Он окинул профессиональным, оценивающим взглядом собравшихся вокруг лучников и ратников, которые вышли поглядеть, кто к ним прибыл. «Настоящие вояки, хоть и сукины дети», — подумал он про себя, а вслух, обращаясь к сэру Гийому, сказал:
— Я чертовски устал. Весь день из седла не вылезал. Найдется тут у вас кубок вина?
— А что, в Бера нынче туго с вином? — усмехнулся сэр Гийом.
— С вином в Бера все в порядке, — проворчал шевалье Анри, — туго со здравым смыслом.
— Пойдем в замок, — с улыбкой отозвался нормандец и повел гостя по лестнице башни в верхний зал.
Поскольку предстоящая беседа решала дальнейшую судьбу гарнизона, всем, кто не стоял в карауле, было позволено при ней присутствовать.
Два рыцаря, Гийом и Анри, уселись по обе стороны длинного стола. Священник, чье присутствие служило залогом мирных намерений посланца из Бера, тоже сел за стол, тогда как ратники и лучники стояли вдоль стены. В очаг подбросили дров, на стол подали еду и вино. Шевалье Анри снял с шеи щит, отстегнул грудные и спинные латы и положил все это на пол. Он потянулся, осушил кубок вина, кивком поблагодарил за угощение и наконец извлек из сумы и подвинул через стол пергамент.

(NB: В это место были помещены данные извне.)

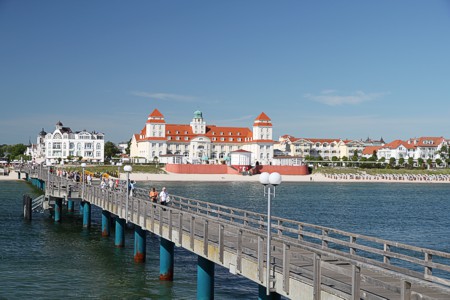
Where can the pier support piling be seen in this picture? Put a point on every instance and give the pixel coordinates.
(58, 210)
(166, 253)
(106, 223)
(86, 214)
(81, 207)
(27, 212)
(262, 294)
(205, 278)
(139, 244)
(70, 206)
(120, 233)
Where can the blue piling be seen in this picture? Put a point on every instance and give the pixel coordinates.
(139, 244)
(70, 206)
(166, 250)
(87, 214)
(81, 208)
(262, 294)
(106, 223)
(58, 209)
(205, 278)
(120, 233)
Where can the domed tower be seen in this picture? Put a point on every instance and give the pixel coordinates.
(155, 125)
(198, 125)
(59, 125)
(262, 128)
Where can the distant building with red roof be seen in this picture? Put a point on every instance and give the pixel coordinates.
(198, 142)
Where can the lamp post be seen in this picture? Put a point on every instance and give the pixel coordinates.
(127, 169)
(83, 166)
(268, 180)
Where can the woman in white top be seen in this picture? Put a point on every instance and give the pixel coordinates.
(163, 197)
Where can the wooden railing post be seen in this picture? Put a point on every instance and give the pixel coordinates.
(386, 258)
(261, 258)
(428, 259)
(221, 242)
(317, 277)
(205, 237)
(356, 282)
(324, 236)
(352, 241)
(300, 232)
(286, 267)
(405, 290)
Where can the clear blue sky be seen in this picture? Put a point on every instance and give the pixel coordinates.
(318, 69)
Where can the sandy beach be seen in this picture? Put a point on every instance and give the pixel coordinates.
(318, 177)
(12, 176)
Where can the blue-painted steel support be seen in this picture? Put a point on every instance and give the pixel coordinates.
(139, 244)
(87, 214)
(120, 233)
(262, 294)
(205, 279)
(166, 250)
(70, 206)
(106, 223)
(58, 209)
(81, 208)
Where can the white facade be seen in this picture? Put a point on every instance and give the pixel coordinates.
(61, 144)
(198, 142)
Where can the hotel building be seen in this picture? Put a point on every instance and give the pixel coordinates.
(199, 142)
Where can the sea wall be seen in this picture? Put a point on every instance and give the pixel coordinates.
(224, 169)
(200, 169)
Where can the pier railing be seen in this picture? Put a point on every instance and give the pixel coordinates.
(310, 253)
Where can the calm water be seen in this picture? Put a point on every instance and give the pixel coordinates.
(44, 260)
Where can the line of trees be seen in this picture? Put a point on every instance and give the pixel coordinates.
(374, 162)
(13, 152)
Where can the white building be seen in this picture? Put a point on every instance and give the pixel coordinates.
(63, 145)
(423, 147)
(198, 142)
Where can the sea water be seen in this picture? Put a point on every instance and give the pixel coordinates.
(44, 260)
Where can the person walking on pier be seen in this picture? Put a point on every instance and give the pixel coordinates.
(163, 197)
(153, 195)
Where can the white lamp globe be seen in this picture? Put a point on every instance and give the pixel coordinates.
(275, 178)
(264, 178)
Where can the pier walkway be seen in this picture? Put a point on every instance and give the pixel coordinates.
(307, 261)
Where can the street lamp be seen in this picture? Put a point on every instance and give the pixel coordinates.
(127, 169)
(267, 180)
(83, 166)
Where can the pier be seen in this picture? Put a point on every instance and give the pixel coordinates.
(307, 261)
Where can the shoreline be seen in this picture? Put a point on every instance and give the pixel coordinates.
(318, 177)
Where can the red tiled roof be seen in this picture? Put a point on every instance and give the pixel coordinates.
(370, 149)
(156, 113)
(262, 117)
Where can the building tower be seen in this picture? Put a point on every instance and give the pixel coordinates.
(155, 126)
(198, 125)
(262, 128)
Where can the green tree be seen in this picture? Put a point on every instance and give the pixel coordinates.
(410, 162)
(438, 162)
(392, 161)
(420, 162)
(111, 150)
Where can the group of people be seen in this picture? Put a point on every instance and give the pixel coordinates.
(162, 197)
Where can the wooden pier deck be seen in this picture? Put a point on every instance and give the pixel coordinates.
(307, 261)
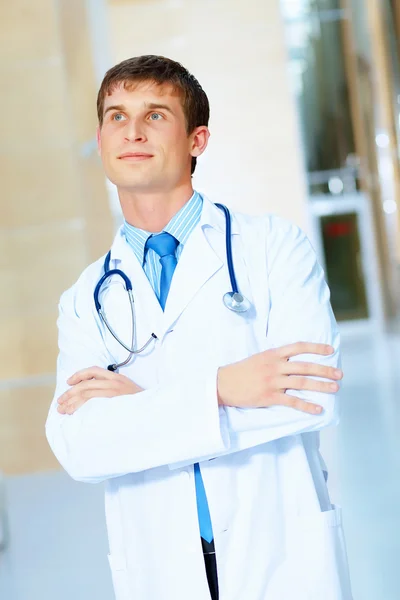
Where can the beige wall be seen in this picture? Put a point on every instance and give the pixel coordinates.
(236, 49)
(54, 215)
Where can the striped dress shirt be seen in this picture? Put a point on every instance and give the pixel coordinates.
(180, 226)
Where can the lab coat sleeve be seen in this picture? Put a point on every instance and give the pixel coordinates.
(300, 310)
(110, 437)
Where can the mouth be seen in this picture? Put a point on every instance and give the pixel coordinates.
(134, 156)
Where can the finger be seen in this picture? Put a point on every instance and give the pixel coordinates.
(99, 387)
(308, 384)
(312, 370)
(291, 350)
(90, 373)
(70, 409)
(299, 404)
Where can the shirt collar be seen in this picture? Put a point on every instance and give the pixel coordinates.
(180, 226)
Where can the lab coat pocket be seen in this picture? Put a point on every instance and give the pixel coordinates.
(322, 557)
(120, 577)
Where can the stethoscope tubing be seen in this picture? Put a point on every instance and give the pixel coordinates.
(228, 298)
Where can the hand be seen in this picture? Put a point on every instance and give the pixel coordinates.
(262, 379)
(91, 383)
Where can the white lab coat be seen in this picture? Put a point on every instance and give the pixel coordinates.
(277, 536)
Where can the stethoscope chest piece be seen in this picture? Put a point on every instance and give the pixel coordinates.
(236, 302)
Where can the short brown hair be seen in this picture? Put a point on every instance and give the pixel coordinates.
(160, 70)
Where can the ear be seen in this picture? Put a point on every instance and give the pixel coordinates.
(199, 140)
(98, 137)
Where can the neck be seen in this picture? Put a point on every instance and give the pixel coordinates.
(153, 211)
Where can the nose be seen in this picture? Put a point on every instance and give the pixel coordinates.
(134, 132)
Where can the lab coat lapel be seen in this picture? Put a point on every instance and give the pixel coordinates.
(198, 262)
(147, 306)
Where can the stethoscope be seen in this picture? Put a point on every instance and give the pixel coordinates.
(233, 300)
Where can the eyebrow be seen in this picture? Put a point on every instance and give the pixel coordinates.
(149, 106)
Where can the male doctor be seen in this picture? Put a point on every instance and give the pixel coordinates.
(207, 441)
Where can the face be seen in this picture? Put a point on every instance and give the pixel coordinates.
(143, 141)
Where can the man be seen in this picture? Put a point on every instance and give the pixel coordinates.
(207, 439)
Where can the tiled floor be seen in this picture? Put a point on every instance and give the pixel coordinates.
(58, 543)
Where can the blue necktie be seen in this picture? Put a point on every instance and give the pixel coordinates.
(164, 244)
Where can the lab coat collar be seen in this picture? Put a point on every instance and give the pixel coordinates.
(211, 216)
(197, 264)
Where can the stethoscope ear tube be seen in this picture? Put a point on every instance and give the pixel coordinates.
(233, 300)
(228, 241)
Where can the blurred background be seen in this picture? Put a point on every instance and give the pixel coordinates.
(305, 104)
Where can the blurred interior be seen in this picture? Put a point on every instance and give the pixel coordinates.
(305, 123)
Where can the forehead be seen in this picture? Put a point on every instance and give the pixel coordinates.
(148, 92)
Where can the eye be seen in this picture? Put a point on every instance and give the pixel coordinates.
(118, 117)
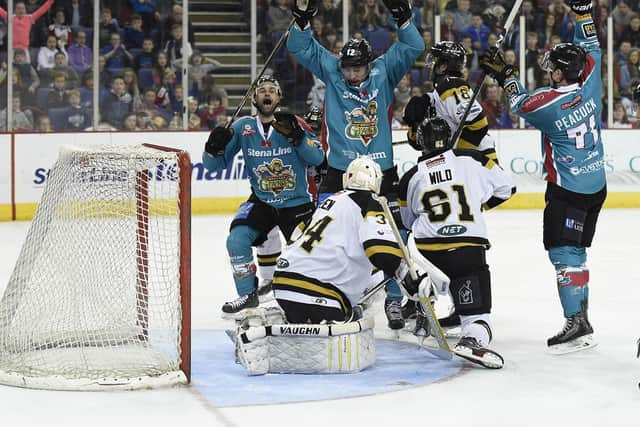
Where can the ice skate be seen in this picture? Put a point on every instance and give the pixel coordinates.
(393, 310)
(470, 349)
(239, 306)
(576, 335)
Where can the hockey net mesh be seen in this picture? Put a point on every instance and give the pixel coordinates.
(94, 298)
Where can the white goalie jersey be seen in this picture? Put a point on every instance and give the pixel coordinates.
(442, 198)
(331, 262)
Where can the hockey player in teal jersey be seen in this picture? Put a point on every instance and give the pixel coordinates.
(277, 148)
(568, 115)
(358, 103)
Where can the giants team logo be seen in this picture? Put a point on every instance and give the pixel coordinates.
(362, 123)
(275, 177)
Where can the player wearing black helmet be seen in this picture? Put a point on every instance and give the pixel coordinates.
(568, 115)
(358, 97)
(442, 199)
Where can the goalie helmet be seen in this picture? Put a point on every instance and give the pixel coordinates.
(356, 53)
(363, 174)
(446, 52)
(567, 57)
(433, 136)
(266, 79)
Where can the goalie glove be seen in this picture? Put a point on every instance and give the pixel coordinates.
(492, 62)
(303, 11)
(218, 140)
(287, 124)
(581, 7)
(400, 10)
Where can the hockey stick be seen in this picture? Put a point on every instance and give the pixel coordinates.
(252, 88)
(507, 26)
(444, 351)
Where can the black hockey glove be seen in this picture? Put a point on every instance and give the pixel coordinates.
(492, 62)
(303, 11)
(218, 140)
(400, 10)
(581, 7)
(287, 124)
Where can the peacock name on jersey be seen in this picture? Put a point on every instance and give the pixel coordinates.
(275, 177)
(277, 151)
(576, 117)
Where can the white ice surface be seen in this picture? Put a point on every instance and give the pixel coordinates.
(598, 387)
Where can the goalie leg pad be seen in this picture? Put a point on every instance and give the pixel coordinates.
(472, 293)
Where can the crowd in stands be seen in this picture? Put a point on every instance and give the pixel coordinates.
(140, 56)
(476, 25)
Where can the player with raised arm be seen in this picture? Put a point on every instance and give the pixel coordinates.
(449, 99)
(441, 200)
(277, 148)
(358, 102)
(323, 274)
(568, 115)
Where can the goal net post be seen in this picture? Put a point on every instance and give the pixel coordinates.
(99, 297)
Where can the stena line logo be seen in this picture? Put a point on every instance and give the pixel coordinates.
(235, 170)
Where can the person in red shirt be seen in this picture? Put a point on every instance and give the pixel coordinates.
(22, 23)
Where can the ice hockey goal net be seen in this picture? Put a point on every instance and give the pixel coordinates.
(100, 294)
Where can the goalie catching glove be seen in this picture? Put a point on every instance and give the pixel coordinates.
(400, 10)
(287, 124)
(218, 140)
(493, 63)
(581, 7)
(303, 11)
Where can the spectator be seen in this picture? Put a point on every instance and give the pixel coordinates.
(479, 34)
(28, 77)
(278, 16)
(146, 58)
(57, 97)
(61, 66)
(145, 9)
(46, 56)
(116, 54)
(173, 48)
(22, 119)
(107, 26)
(492, 105)
(130, 123)
(462, 17)
(370, 16)
(80, 55)
(117, 104)
(630, 71)
(133, 34)
(60, 29)
(79, 13)
(210, 114)
(75, 116)
(22, 23)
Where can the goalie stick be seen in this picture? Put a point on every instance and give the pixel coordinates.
(444, 351)
(507, 26)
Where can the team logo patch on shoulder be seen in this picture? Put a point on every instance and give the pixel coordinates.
(247, 130)
(589, 29)
(437, 161)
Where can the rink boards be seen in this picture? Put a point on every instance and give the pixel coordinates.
(25, 159)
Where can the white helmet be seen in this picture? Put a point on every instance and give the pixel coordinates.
(363, 174)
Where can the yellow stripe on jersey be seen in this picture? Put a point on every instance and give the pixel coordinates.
(382, 249)
(444, 246)
(303, 284)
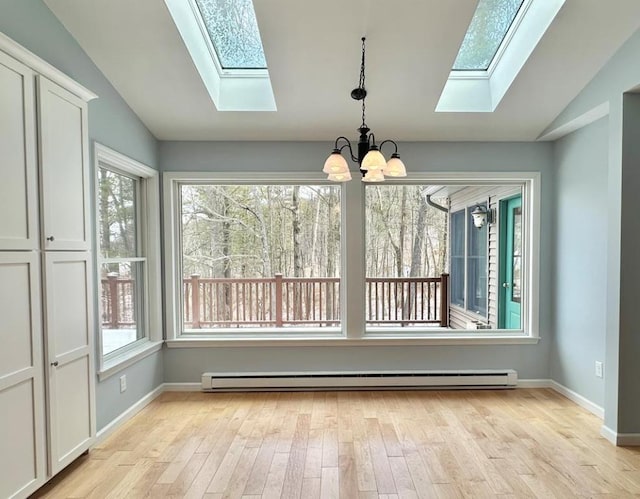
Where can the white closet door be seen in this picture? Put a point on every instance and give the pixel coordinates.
(63, 168)
(69, 336)
(18, 179)
(22, 418)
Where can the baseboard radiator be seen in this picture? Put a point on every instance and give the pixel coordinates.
(217, 381)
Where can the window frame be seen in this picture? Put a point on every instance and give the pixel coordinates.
(352, 274)
(148, 251)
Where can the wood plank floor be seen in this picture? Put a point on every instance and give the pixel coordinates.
(385, 444)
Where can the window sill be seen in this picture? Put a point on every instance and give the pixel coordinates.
(371, 339)
(121, 362)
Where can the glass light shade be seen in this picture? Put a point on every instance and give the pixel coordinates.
(373, 176)
(335, 164)
(374, 160)
(480, 217)
(395, 168)
(340, 177)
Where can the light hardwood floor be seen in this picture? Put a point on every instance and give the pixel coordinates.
(385, 444)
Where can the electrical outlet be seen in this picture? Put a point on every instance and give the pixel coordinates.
(599, 372)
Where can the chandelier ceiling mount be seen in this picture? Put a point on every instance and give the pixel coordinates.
(372, 164)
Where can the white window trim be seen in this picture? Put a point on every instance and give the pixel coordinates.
(352, 248)
(230, 90)
(148, 204)
(482, 91)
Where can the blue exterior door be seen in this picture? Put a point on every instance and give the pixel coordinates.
(509, 314)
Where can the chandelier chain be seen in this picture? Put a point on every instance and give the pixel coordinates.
(361, 83)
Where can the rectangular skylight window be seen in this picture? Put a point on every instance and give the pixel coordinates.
(233, 29)
(487, 31)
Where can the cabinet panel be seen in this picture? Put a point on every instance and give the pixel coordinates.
(16, 330)
(18, 180)
(72, 413)
(67, 323)
(69, 320)
(22, 418)
(20, 470)
(63, 168)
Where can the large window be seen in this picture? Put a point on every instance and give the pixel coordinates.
(122, 262)
(259, 256)
(128, 254)
(272, 257)
(406, 257)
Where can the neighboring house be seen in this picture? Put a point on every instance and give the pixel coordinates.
(484, 262)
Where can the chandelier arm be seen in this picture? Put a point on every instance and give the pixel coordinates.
(348, 145)
(391, 142)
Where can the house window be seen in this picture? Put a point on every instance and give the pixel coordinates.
(357, 262)
(469, 259)
(259, 258)
(128, 258)
(457, 257)
(405, 257)
(477, 284)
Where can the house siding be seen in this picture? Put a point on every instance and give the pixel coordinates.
(458, 317)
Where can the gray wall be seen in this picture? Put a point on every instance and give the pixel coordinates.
(531, 361)
(629, 339)
(112, 123)
(622, 371)
(579, 273)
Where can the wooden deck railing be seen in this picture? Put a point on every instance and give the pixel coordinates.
(289, 301)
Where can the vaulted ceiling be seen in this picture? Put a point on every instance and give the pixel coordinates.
(313, 54)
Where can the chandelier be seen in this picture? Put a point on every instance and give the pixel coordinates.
(372, 164)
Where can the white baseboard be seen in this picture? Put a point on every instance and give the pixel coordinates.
(577, 398)
(620, 439)
(127, 415)
(534, 383)
(182, 387)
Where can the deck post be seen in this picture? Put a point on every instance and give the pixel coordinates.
(113, 298)
(444, 300)
(195, 301)
(278, 293)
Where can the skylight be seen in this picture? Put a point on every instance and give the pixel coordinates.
(223, 40)
(233, 29)
(501, 37)
(488, 29)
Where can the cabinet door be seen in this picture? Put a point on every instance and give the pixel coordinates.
(22, 419)
(62, 120)
(69, 339)
(18, 180)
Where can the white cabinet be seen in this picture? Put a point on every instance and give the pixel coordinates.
(22, 419)
(47, 376)
(62, 125)
(18, 188)
(69, 328)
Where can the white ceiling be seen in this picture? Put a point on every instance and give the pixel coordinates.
(313, 54)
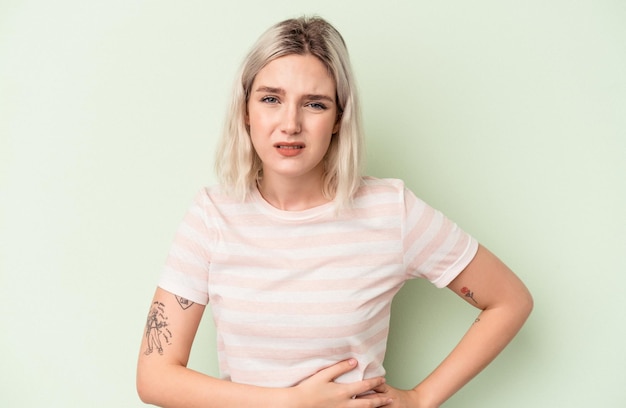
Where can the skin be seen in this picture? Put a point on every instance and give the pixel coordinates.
(292, 103)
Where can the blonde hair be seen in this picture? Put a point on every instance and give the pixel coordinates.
(239, 167)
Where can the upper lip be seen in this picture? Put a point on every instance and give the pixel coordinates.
(289, 144)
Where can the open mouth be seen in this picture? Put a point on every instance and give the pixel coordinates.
(294, 146)
(289, 147)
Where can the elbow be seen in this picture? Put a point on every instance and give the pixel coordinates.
(145, 387)
(525, 305)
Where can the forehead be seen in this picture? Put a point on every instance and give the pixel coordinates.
(296, 73)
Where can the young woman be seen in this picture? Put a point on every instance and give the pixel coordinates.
(300, 255)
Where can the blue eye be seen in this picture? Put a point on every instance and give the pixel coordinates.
(317, 106)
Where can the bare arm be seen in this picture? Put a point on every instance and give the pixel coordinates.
(488, 284)
(163, 378)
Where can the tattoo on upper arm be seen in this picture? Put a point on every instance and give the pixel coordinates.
(157, 332)
(468, 293)
(184, 303)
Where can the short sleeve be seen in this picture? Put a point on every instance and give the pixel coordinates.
(186, 269)
(435, 248)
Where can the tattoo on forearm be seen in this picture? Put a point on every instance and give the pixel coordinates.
(468, 293)
(157, 332)
(184, 303)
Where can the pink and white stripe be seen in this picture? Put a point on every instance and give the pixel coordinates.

Сэр Гийом поддел печать ножом, распечатал документ и прочел его. Прочел медленно, ибо, хотя и был грамотным, читал не слишком хорошо. Потом он нахмурился, внимательно перечитал пергамент во второй раз и сердито воззрился на гасконского рыцаря.
— Как это, черт возьми, понимать?
— Не знаю, не читал, — честно признался Куртуа. — Можно?
Он потянулся за пергаментом и под угрожающий ропот заметивших гнев своего начальника бойцов передал его священнику. Священник, очень молодой человек, явно чувствовавший себя не в своей тарелке, поднеся документ к окошку, прочел его и со страхом покосился на грозное, обезображенное шрамом лицо сэра Гийома.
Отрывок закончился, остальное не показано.